私はキッチンで熱いココアとコーヒーを入れ、ココアを寝ている景に手渡した。

ここでこうしてコーヒーを飲んでいると、あの日のことを思い出す。

祐巳が泣きながら私の元に走りよってきたあの日のことを。

あの日の私は既に祐巳が好きで好きで仕方なくて、今では祐巳の妹でもある瞳子を酷く憎んだ。

それでも今はこうして叶うはずのなかった想いが叶い、あの時の事をこうして懐かしんでる自分も居て・・・。

「ところで・・・さっきの話ってなんだったの?」

無言でココアを飲んでいた景が、突然ポツリと呟いた。

私はその質問に待ってました!とばかりに笑顔で振り返る。

「あ、ちょっと待って・・・やっぱり聞きたく無いんだけど・・・」

「まぁまぁ、そう言わずに。あのね、昨日ね、祐巳ちゃんがね・・・・・・・・・・・・」

・・・・・・・・・・・・・・・・・・・・・・・・・・・・・・・・・・・・・・・・・・・・・・

どれぐらい話しただろう。私はテーブルの上に置いてあった、

すっかり冷めたコーヒーを全て喉の奥に流し込んで一息ついて、景の顔を見てにっこりと笑った。

景はそんな私を見てお世辞にも楽しそうとは思えない作り笑いを返してくる。

「・・・それで終わり?」

「うん、これで全部。はぁ〜疲れた」

「そう・・・お疲れ様・・・」

げんなりとうな垂れる景は、何故かさっきよりもずっとやつれて見えた。

「何だか顔色悪いけど大丈夫?」

「・・・誰のせいかしらね・・・」

ポツリと呟いた言葉は明らかに私に向けられている。でも、私はそれでも楽しかった。

本当はきっと、祥子が祐巳を自慢してたみたいに、私も誰かに祐巳を自慢したかったのだ。
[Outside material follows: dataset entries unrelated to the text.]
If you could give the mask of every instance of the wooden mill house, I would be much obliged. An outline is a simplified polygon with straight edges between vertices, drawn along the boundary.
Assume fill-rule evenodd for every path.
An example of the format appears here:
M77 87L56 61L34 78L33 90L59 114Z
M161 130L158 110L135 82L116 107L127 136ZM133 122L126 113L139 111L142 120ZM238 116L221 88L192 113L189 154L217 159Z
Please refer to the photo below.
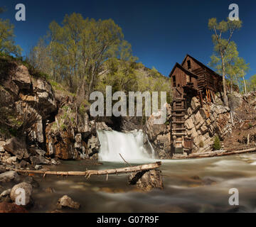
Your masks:
M222 77L189 55L186 55L181 65L176 63L169 77L173 97L171 151L189 153L193 148L193 138L186 136L186 110L193 96L198 96L201 106L203 99L207 102L214 100L215 93L221 91Z

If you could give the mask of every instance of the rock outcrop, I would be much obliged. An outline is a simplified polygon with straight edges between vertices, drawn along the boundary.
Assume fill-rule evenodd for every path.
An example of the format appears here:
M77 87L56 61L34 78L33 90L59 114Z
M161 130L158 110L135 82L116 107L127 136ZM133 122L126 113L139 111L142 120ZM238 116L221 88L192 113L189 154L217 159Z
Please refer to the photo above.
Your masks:
M22 194L21 190L23 190L24 194ZM14 202L16 202L17 196L23 195L24 197L21 198L21 205L28 206L32 203L32 186L27 182L21 182L13 187L10 194L10 198Z
M153 170L132 173L128 177L129 184L136 186L146 192L154 189L164 189L163 179L161 170Z
M171 158L171 105L166 105L166 121L163 124L155 124L154 121L160 117L159 114L152 114L146 121L144 133L159 158ZM146 141L145 141L146 142Z
M212 148L213 138L220 139L232 132L230 109L223 105L200 101L193 97L185 116L186 135L193 140L193 151L203 152Z

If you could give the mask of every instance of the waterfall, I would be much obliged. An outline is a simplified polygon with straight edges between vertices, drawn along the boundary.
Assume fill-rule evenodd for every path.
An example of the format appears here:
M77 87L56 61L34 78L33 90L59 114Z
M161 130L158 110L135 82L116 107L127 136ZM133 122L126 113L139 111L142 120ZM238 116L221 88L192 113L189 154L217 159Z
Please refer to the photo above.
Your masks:
M146 149L144 146L144 133L141 131L129 133L97 131L97 133L100 143L99 160L101 161L122 162L119 153L126 161L133 163L143 163L155 158L153 148L149 146Z

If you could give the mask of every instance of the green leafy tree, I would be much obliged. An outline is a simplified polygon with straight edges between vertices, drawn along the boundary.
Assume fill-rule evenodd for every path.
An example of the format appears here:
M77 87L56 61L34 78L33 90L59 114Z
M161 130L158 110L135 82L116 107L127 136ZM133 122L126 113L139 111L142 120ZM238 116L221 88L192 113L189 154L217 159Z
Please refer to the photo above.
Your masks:
M0 7L0 13L5 11L4 7ZM15 45L14 26L9 20L0 18L0 52L7 55L20 56L21 48Z
M213 42L215 45L214 50L218 52L221 59L221 71L223 84L223 101L225 106L228 105L227 91L225 87L226 68L225 56L234 32L242 27L241 21L222 21L218 23L215 18L209 19L208 28L213 32L212 35ZM224 38L223 35L228 33L228 38Z
M215 47L215 50L213 55L210 57L211 61L209 65L214 67L218 73L221 74L223 65L218 46ZM245 73L249 70L250 67L249 64L246 63L243 58L239 57L237 45L235 42L231 41L228 46L223 60L225 77L228 79L227 85L230 86L230 92L233 92L234 85L238 86L240 89L243 87L243 89L246 91L244 76Z

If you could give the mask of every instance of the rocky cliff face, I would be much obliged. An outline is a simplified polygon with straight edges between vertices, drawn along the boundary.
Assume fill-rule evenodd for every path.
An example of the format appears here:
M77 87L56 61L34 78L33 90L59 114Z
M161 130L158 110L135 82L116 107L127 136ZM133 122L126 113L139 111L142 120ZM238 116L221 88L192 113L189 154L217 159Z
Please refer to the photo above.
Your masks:
M223 139L232 132L230 109L223 106L220 101L218 98L214 104L204 102L201 108L199 100L192 99L185 116L185 128L187 136L193 139L193 151L209 150L215 135Z
M97 159L96 131L112 130L85 110L76 114L72 96L55 96L49 82L9 59L0 59L0 161L7 165Z
M31 76L24 65L0 59L0 119L3 121L2 116L7 114L4 119L7 128L14 122L17 126L14 133L11 127L6 131L1 124L2 162L36 166L55 164L56 158L97 160L100 146L97 130L130 131L142 128L146 135L145 146L150 145L149 141L159 158L171 157L170 105L166 106L166 122L161 125L154 124L159 117L157 113L144 126L142 118L92 118L86 105L78 110L72 94L54 88L43 78ZM234 114L242 116L242 109L239 108L255 105L255 96L235 94L230 97L230 102ZM247 116L255 111L249 109ZM223 139L232 133L230 109L223 106L218 96L213 104L204 102L203 108L193 97L185 120L186 135L193 138L193 151L210 150L215 135Z

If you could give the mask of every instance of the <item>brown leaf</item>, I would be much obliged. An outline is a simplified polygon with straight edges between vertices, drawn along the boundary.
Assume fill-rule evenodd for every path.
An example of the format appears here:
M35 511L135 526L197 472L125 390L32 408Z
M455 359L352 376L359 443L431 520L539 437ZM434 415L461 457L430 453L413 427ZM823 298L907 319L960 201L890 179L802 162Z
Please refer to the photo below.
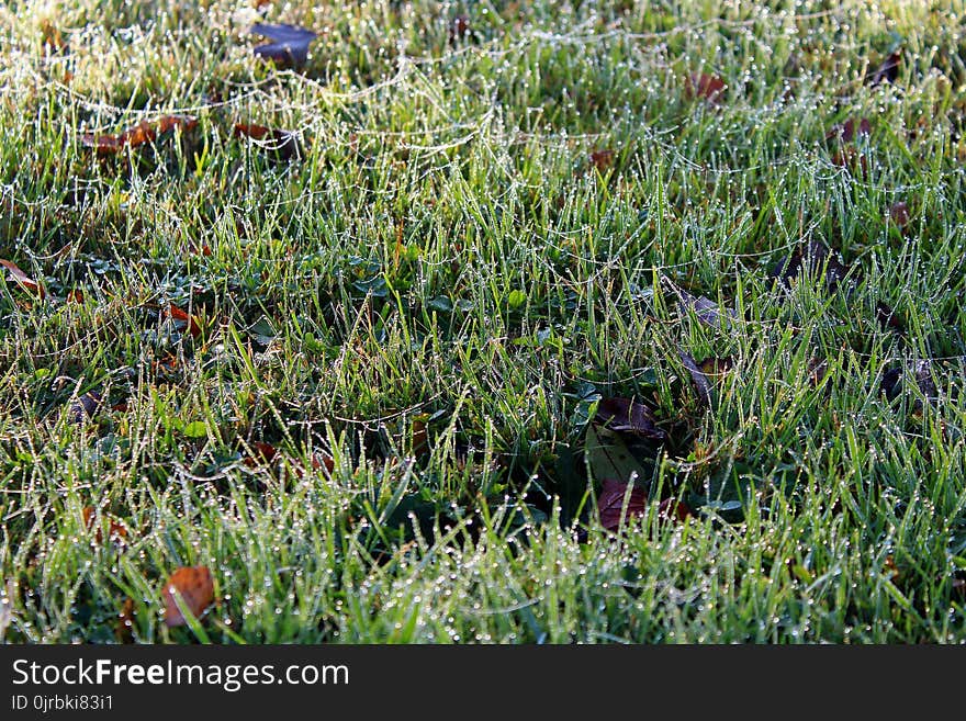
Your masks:
M170 133L176 128L187 132L196 126L198 120L191 115L164 115L154 122L142 121L119 135L85 133L80 136L80 144L86 148L92 148L100 156L115 155L125 147L136 148L154 143L158 135Z
M196 315L189 315L177 305L169 305L166 315L175 322L175 327L178 330L182 333L188 330L192 338L198 338L201 335L201 323Z
M724 358L705 358L697 361L697 365L705 375L724 375L734 365L734 361L730 356Z
M688 98L701 98L711 104L718 104L728 86L716 75L694 72L684 81L684 92Z
M279 131L254 123L235 123L234 134L235 137L250 137L252 140L265 143L260 147L282 160L291 160L302 155L295 135L289 131Z
M866 82L875 87L881 82L896 82L899 78L899 66L902 64L902 54L897 50L881 61L879 67L866 76Z
M644 514L648 494L643 488L631 486L628 493L627 483L611 478L605 478L603 486L597 496L597 512L600 516L600 526L608 531L620 528L621 517L628 519ZM625 496L627 496L627 506L624 503Z
M711 405L711 384L708 383L707 376L701 372L698 368L697 363L695 363L694 358L692 358L688 353L678 351L678 356L681 357L681 362L687 369L687 372L690 374L692 383L697 392L698 403L703 406L708 407Z
M654 425L653 410L640 401L630 398L604 398L597 404L594 423L610 430L634 433L643 438L665 440L667 433Z
M734 311L726 308L722 312L717 303L715 303L710 298L705 297L704 295L692 295L687 291L684 291L676 285L671 284L671 286L678 297L678 303L681 305L682 312L686 313L687 309L690 308L692 311L694 311L698 320L704 323L706 326L711 326L712 328L721 328L722 324L727 326L728 319L733 319L735 317Z
M278 451L276 447L271 443L265 443L262 441L255 441L251 443L251 450L255 451L252 455L245 457L245 465L250 469L254 469L257 465L271 465L272 461L276 460L276 455L278 455Z
M10 277L15 280L16 284L20 285L23 290L30 291L31 293L36 293L42 301L44 300L44 297L46 296L44 286L37 283L25 272L23 272L20 268L18 268L15 263L9 260L0 259L0 266L3 266L10 272Z
M850 117L840 125L833 125L825 134L825 139L831 140L838 138L842 143L851 143L856 135L872 135L872 124L868 122L867 117L861 117L858 121L854 117Z
M134 643L134 599L125 598L117 612L117 626L114 628L117 643Z
M70 404L70 423L82 424L88 418L92 418L93 415L100 409L100 393L97 393L94 391L91 391L90 393L85 393L82 396Z
M215 599L211 571L207 566L181 566L171 574L161 594L165 601L165 626L168 628L188 622L178 609L175 594L181 596L184 607L192 616L201 616Z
それも皆に、堂々と。今その念願がようやく叶った私は、もう誰にも止められやしなかった。

私はそれからさらに話し続けた。途中から聞こえてきた景の寝息に気づく事もなく。

気がつけば外はいつの間にか暗く、肌寒くなっていて、私は結局景のコートを借りて帰る事になった。

帰り間際、景がポツリと呟いた。

「もしかしてこのノロケは一生続くのかしら・・・」

「かもね。私が祐巳ちゃんを好きな限り、多分ずっと続くと思うから、加東さんはいつでも風邪引いていいよ」

「・・・二度とごめんよ」

切実そうな景の言葉に、思わず私は声を出して笑ってしまった。

確かに、差誰かのノロケ話なんて聞いてても楽しくないかもしれない。

でも、話したいんだから仕方ない。

「まぁ、学校に来ても聞かされると思うけどね」

「・・・・・・・・・・・・」

景はもう、それ以上何も言わなかった。多分覚悟を決めたんだろう。

私を送り出して部屋へ戻っていく背中が、いつものようにピンと伸びていたから。

「ありがとう、カトーさん」

『っくしゅん!!!』

私の声なんてきっともう聞こえないはずなのに、景の小さなクシャミが家の中から聞こえてくる。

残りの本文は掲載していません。